Message Too Old, No Replies

Removing comments from html

         

GoodMoJo

12:54 am on Dec 31, 2003 (gmt 0)

10+ Year Member



I happen to have a bunch of stuff in a database (who here doesn't right?) and in one of the feilds I have a list of html snidbits that are deliniated by html style comments. I did this so the whole field could be displayed in an html page and the user would never see the delination. However the bossman is for whatever reason very parinoid about having comments in the end html.

Anyways enough backstory - I need to write a script that will take html comments out of a given string without removing other html tags. Anyone have any really smart ideas on an algorythm to do this?

P.S. - Thanks in Advance

coopster

1:14 am on Dec 31, 2003 (gmt 0)

WebmasterWorld Administrator 10+ Year Member



You are probably going to end up using a regular expression. I would use preg-replace [php.net]. I haven't had any time to test this, but it should get you started:

$new_text = preg_replace("/<!--.*-->/Uis", "", $text_with_comments);

ergophobe

1:34 am on Dec 31, 2003 (gmt 0)

WebmasterWorld Senior Member 10+ Year Member Top Contributors Of The Month



This should do it (worked for me in a quick test:

$pattern = "/<!.*-->/m";
$test_array = preg_split($pattern, $test_html);
$text_without_comments = implode("", $test_array);

Of course, keep in mind that if you enclose your javascript within comments, it will blow that way too.


very parinoid about having comments in the end html.

What, are there passwords in there? Does it expose the underlying file structure or something like that? Otherwise, people have the HTML, what harm is there in letting them have the comments too?

Of course, you'll save some bandwidth, but running every page through the regex engine has to eat up some resources too.

ergophobe

1:41 am on Dec 31, 2003 (gmt 0)

WebmasterWorld Senior Member 10+ Year Member Top Contributors Of The Month



Ahh!
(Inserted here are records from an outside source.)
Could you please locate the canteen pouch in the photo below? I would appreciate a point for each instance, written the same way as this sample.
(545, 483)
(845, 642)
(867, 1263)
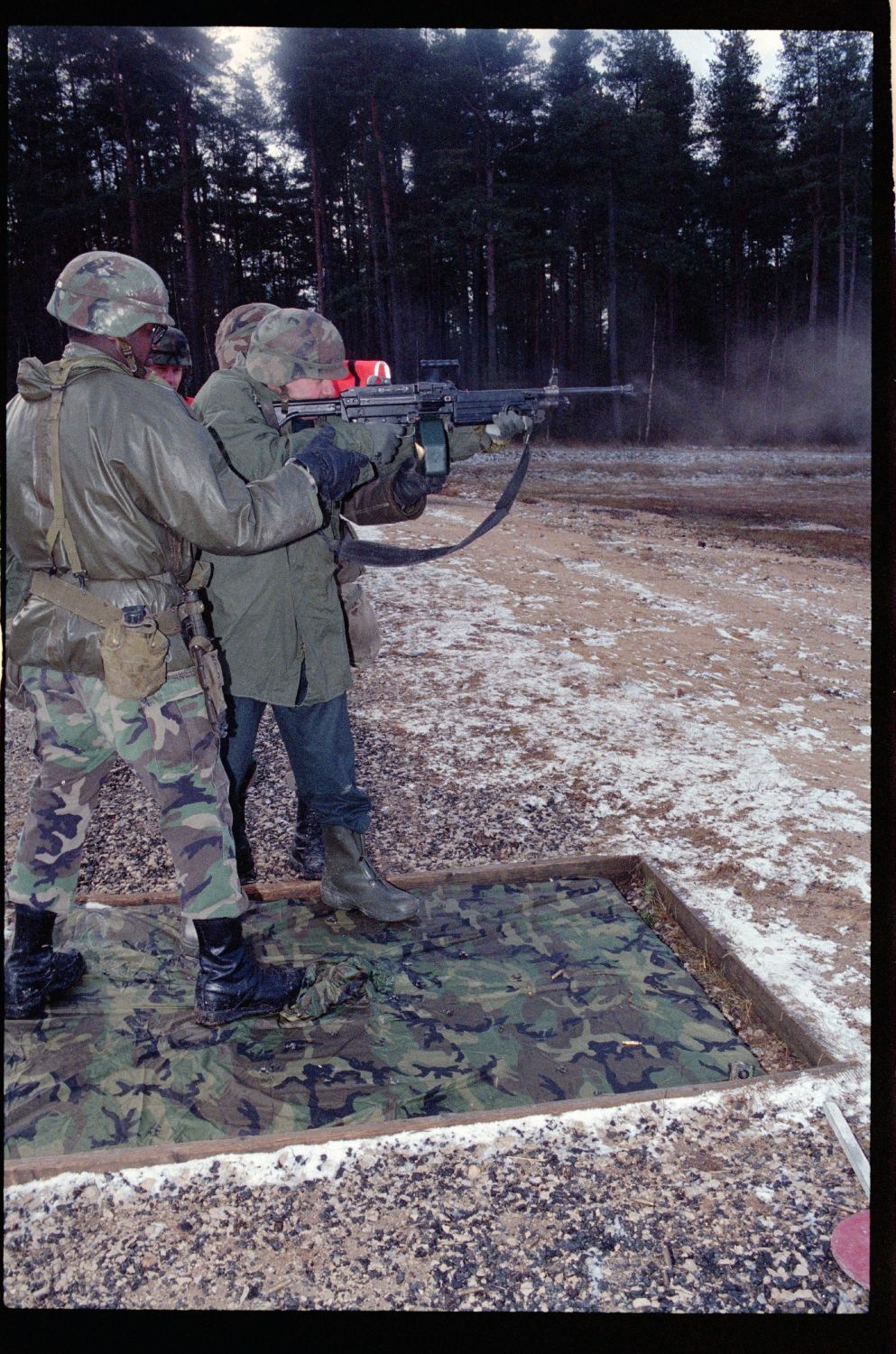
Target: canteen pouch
(365, 639)
(134, 658)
Coopster beat me to it with a simpler and better solution - using the U - Ungreedy flag instead of splitting and putting back together.

Oh well.

By the way, I tested my version and coopster's and they behave identically (and as desired) on the following text:

<p>This is a whole bunch of
of html text with <!-- some
multi-line comments --> in it
and other difficult situations.</p>

<p>This is a whole bunch of
of html text with <!-- some
multi-line comments --> in it
and other difficult situations.</p>

GoodMoJo

5:07 am on Dec 31, 2003 (gmt 0)

10+ Year Member



Thanks very much. who would have thought! preg replace... and i thought this was going to be hard. To answer earlier question: the bossman is paranoid about there being any sign that its from a database. why? don't even get me started...

httpwebwitch

9:21 pm on Jan 2, 2004 (gmt 0)

WebmasterWorld Senior Member 10+ Year Member



Funny story.

I had a boss like that once. Someone showed him how to look at the source code of an HTML page, and he became paranoid that the "unreadable code" he saw somehow magically revealed mysteries of great importance to company security. He felt that the word "code" had a cold-war-esqe definition which involved espionage and subterfuge, like I could "crack the code".

He also thought that hackers were constantly trying to access our e-mail by using the magical invisble stuff hidden on our website pages. I was called to his office and grilled many times over to reveal the arcane knowledge that he was convinced I had which would let someone who understood HTML go into our database and read all the secret stuff in there... things like product names and prices (which were publicly displayed on the site anyways).

I didn't stay at that company very long... after I left, I heard that employees in the development studio started playing practical jokes, like changing his Windows startup sound into a recording from a Russian radio program.